Le secteur bancaire traditionnel cherche activement des moyens de s'adapter aux réalités de l'économie numérique, voyant dans les dépôts tokenisés une alternative régulée aux stablecoins. Cependant, l'introduction des technologies blockchain dans le système financier classique comporte des menaces cachées et considérables.
Selon un nouveau rapport de la Réserve fédérale de Dallas (Fed de Dallas) daté du 25 août 2026, une transition massive vers les dépôts tokenisés pourrait fondamentalement saper la capacité des banques américaines à accorder des prêts. Les économistes avertissent que cette étape innovante pourrait coûter au système financier des centaines de milliards de dollars de liquidités perdues.
Le fondement de la banque traditionnelle repose sur un processus connu sous le nom de transformation des échéances. Les banques utilisent des passifs à court terme, comme les dépôts des clients, pour financer des actifs à long terme, y compris les hypothèques et les prêts aux entreprises.
Le rapport de la Fed de Dallas note qu'ensemble, les dépôts soutiennent environ 80 % du risque de taux d'intérêt assumé par les banques, ce qui équivaut à 5,8 billions de dollars sur un total de 7 billions. La tokenisation menace de perturber cet équilibre, car elle modifie radicalement le comportement des déposants. Les experts estiment que si, grâce à la blockchain, les clients deviennent ne serait-ce que 10 % plus sensibles aux taux d'intérêt, cela réduirait la capacité de crédit des banques américaines de 700 milliards de dollars.

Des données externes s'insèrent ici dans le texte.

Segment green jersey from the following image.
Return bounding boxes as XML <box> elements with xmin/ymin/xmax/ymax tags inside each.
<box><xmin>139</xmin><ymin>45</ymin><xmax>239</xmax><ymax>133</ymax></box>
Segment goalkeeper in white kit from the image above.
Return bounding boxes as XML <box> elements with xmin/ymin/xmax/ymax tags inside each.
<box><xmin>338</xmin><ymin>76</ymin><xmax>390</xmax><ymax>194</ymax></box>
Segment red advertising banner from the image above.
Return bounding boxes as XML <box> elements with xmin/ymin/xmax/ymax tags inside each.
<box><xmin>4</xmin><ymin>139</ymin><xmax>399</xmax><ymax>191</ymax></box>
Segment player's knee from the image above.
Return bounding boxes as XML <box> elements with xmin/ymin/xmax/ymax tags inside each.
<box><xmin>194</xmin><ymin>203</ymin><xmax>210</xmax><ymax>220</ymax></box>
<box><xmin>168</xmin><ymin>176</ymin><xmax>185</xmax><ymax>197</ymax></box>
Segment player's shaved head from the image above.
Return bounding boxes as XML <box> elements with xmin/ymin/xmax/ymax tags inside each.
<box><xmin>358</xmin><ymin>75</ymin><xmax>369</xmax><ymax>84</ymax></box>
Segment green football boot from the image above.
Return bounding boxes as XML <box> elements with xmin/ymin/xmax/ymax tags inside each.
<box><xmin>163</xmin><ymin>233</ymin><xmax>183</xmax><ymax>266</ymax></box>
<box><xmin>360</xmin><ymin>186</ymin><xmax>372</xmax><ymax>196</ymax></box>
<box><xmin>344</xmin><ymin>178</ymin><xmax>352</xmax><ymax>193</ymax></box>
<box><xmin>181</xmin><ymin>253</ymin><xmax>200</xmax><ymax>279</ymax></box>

Le moteur de ce processus sera la vitesse des transactions. Les fonds tokenisés existent sous forme de contrats intelligents dans un registre distribué, permettant au capital de se déplacer entre les organisations instantanément et 24 heures sur 24. L'analyse de l'agence présente un autre scénario : si la facilité de transfert pousse les dépôts à quitter les banques 10 % plus vite, les établissements de crédit perdraient encore 580 milliards de dollars de leurs capitaux.
Le graphique ci-dessous, issu du rapport original de la Fed de Dallas, montre comment les paiements instantanés réduisent le volume des dépôts opérationnels. Les entreprises obtiennent la possibilité de gérer plus précisément leur liquidité intrajournalière grâce à une séquence de paiements améliorée, privant finalement les banques d'un bassin stable de fonds « dormants ».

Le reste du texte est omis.